# Show (1,a,a^2) (1,b,b^2) (1,c,c^2) are linearly independant

• Apr 16th 2011, 08:24 PM
genericguy
Show (1,a,a^2) (1,b,b^2) (1,c,c^2) are linearly independant
Hi there,
I'm attempting to solve the following question: Show {1,a,a^2),(1,b,b^2),(1,c,c^2)} are linearly independant if a, b and c are distinct.

I'm sure I'm so close!
What I've come up with so far is putting the three vectors in rows in a matrix, and finding the determinant with row expansion, which gives a(b^2-c^2)+b(c^2-a^2)+c(a^2-b^2)

I know that they are linearly independant when this determinant doesn't equal zero, and it's simple to show it DOES equal zero if a=b, b=c or c=a. For example, when a=b, b^3-bc^2+bc^2-b^3+c(b^2-b^2)=0

However, I don't think showing this is sufficient proof that when they are distinct, the determinant will never equal zero.

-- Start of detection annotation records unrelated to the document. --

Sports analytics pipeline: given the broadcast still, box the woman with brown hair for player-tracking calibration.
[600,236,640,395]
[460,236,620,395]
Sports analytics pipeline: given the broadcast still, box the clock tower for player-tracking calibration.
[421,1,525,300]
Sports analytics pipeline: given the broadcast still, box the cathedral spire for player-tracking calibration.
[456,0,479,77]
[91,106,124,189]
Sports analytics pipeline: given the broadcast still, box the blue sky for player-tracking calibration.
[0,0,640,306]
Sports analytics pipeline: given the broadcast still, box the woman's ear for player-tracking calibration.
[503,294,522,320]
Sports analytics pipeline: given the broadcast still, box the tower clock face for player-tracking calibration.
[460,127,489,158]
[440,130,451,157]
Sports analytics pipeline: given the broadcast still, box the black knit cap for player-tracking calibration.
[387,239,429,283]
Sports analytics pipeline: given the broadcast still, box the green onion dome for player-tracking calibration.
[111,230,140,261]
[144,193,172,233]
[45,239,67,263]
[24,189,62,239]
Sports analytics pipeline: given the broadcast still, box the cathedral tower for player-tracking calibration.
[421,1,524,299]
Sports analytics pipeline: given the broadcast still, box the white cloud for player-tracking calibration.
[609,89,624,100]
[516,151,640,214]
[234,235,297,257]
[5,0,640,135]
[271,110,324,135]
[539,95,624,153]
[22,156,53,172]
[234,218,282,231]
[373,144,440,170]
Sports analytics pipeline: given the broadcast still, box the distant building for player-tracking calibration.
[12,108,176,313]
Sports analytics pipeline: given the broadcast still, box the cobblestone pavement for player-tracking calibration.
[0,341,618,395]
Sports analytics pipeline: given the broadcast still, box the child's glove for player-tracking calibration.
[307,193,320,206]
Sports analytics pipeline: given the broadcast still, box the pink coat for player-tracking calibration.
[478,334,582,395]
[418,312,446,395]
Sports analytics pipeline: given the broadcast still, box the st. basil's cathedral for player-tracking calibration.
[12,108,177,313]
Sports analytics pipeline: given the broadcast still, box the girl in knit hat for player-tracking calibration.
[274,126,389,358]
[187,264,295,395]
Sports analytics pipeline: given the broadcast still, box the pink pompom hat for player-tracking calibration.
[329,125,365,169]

Could you point me in the right direction?
Thanks!
• Apr 16th 2011, 08:39 PM
alexmahone
You can factorise the determinant as:
det=(a-b)(b-c)(c-a)

The result follows immediately.
• Apr 16th 2011, 08:48 PM
genericguy
Wow, I was trying so hard to factorise it but missed that completely. :|
Thanks!
• Apr 17th 2011, 07:34 PM
Drexel28
Quote:

Originally Posted by genericguy
Hi there,
I'm attempting to solve the following question: Show {1,a,a^2),(1,b,b^2),(1,c,c^2)} are linearly independant if a, b and c are distinct.

I'm sure I'm so close!
What I've come up with so far is putting the three vectors in rows in a matrix, and finding the determinant with row expansion, which gives a(b^2-c^2)+b(c^2-a^2)+c(a^2-b^2)

I know that they are linearly independant when this determinant doesn't equal zero, and it's simple to show it DOES equal zero if a=b, b=c or c=a. For example, when a=b, b^3-bc^2+bc^2-b^3+c(b^2-b^2)=0

However, I don't think showing this is sufficient proof that when they are distinct, the determinant will never equal zero.

Could you point me in the right direction?
Thanks!

Just as a point of interest, in general (1,x_1,s,x_1^n),...,(1,x_n,...,x_n^n) are linearly independent if x_j != x_k k,j in [n] This is the Vandermonde matrix.